1. Don’t record it. seriously Haven’t read the news lately? horrible thing Watch only with your eyes, not your recording device.
2. Allow yourself two drinks (max) before you do this. No more, and I would even say, no less. I definitely needed some liquid courage, but you don’t want to look messy on Facetime. He can see you after all. Also, you always want to be aware of your camera angle. Clear head = clear vision.
Priyanka Chopra believes in ‘sexting and Facetime sex’ while away from Nick Jonas
Priyanka Chopra doesn’t have to stay with husband Nick Jonas because there’s some ‘heat’ in her marriage.

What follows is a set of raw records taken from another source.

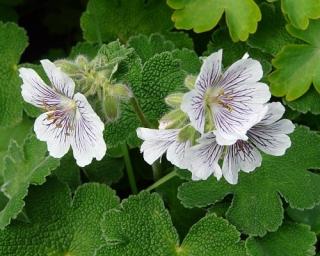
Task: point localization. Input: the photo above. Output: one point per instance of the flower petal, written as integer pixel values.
(35, 91)
(193, 104)
(240, 156)
(57, 137)
(241, 109)
(60, 81)
(204, 158)
(210, 72)
(87, 141)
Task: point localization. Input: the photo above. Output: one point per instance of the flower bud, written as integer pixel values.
(174, 100)
(190, 81)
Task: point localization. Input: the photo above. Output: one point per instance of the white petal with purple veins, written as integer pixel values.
(204, 158)
(87, 141)
(60, 81)
(193, 103)
(35, 91)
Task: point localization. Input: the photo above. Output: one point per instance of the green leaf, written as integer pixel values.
(59, 224)
(18, 133)
(23, 165)
(233, 52)
(290, 240)
(142, 226)
(104, 21)
(256, 206)
(159, 76)
(297, 66)
(309, 102)
(299, 12)
(13, 41)
(271, 35)
(68, 171)
(202, 15)
(310, 217)
(109, 170)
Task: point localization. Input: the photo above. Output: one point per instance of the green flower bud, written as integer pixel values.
(174, 100)
(174, 119)
(190, 81)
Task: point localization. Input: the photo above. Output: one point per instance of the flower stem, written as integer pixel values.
(137, 109)
(127, 160)
(164, 179)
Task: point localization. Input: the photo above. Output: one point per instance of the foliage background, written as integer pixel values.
(51, 207)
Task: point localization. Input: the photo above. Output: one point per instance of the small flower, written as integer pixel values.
(69, 119)
(176, 142)
(269, 135)
(227, 103)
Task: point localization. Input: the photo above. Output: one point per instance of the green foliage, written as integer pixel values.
(142, 226)
(290, 240)
(241, 16)
(107, 20)
(59, 224)
(297, 66)
(23, 165)
(310, 217)
(256, 206)
(150, 83)
(13, 41)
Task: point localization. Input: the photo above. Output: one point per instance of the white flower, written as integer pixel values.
(69, 119)
(157, 142)
(232, 101)
(269, 135)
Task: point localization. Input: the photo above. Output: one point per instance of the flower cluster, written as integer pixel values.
(224, 120)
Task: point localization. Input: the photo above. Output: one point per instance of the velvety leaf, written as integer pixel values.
(298, 65)
(271, 35)
(142, 226)
(13, 41)
(256, 206)
(290, 240)
(307, 216)
(23, 165)
(309, 102)
(59, 224)
(202, 15)
(107, 20)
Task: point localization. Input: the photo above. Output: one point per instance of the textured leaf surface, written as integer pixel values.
(290, 240)
(298, 66)
(59, 224)
(233, 52)
(107, 20)
(23, 165)
(309, 102)
(271, 35)
(299, 12)
(13, 41)
(142, 226)
(202, 15)
(256, 207)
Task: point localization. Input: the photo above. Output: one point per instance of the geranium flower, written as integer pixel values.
(269, 135)
(230, 102)
(157, 142)
(69, 119)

The 40-year-old previously confirmed on Watch What Happens Live that she believes in ‘sexting and FaceTime sex’ when she is away from beau Nick for extended periods.
The beauty replied ‘definitely’ when asked by Andy Cohen if she ‘believes in sexting or FaceTime sex’.

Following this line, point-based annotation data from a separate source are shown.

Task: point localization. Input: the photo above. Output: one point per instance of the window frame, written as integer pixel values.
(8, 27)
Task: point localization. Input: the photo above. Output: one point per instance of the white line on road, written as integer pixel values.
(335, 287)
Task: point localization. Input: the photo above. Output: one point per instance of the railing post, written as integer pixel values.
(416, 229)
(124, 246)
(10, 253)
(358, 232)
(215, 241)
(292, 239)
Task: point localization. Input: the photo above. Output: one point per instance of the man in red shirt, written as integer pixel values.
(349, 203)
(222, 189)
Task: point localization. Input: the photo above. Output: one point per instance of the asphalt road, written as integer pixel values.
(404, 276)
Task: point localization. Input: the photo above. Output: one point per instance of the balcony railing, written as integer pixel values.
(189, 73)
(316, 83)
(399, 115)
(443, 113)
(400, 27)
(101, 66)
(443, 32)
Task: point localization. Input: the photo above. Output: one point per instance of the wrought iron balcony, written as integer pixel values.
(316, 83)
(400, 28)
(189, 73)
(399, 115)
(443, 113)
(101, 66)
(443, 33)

He added that he believes the foundation of a lasting relationship is ‘trust’ and ‘respect’.
He said: ‘It really worked for me, he has to be someone who respects you. By that, I don’t mean make coffee for you, not that. But someone who respects the hard work you’ve put into your life.
‘Who respects that if his work is important, so is yours. Or if he likes what’s important to him, so is your opinion. That’s the honor, and it’s incredible.’
3. Focus the light. Turn on the lamp with flatter wattage. No harsh overhead lights. You want to see your bits and bobs filter around. We’re talking ‘Keeping up with the Kardashians’ interview lighting.
4. Clean up your surroundings. Pick up that wet towel from the floor and hang it in the bathroom. Straighten your bed sheets, make sure they look clean and tidy. Take a quick selfie of the background to make sure there’s no embarrassing mess that features during your sexy time. A dirty sock on the floor doesn’t exactly set the right tone.
5. Get comfortable. I recommend lying on your bed, but make sure you prop your head up with a few pillows. A double chin is not sexy. I say it again. No. sexy
6. Do it with someone you trust completely. Hey, my guy might be totally inappropriate in the ’emotionally unavailable’ sense, but do I trust him? Yes, 100%. I’ve known him for years and we’ve built a level of trust that means I have no fear of him taking a secret recording and leaking it to his mates. If you’re going to show your face in something that involves nudity, you have to trust the person you’re doing it with. Don’t put yourself in an unintended OnlyFans situation.
So going back to Mr. Bad Decision and making the oopsy-daisy mistake I made earlier, may I suggest spicing up your love life with some sexy Facetime? absolutely It gets 10/10 from this sexually satisfied woman.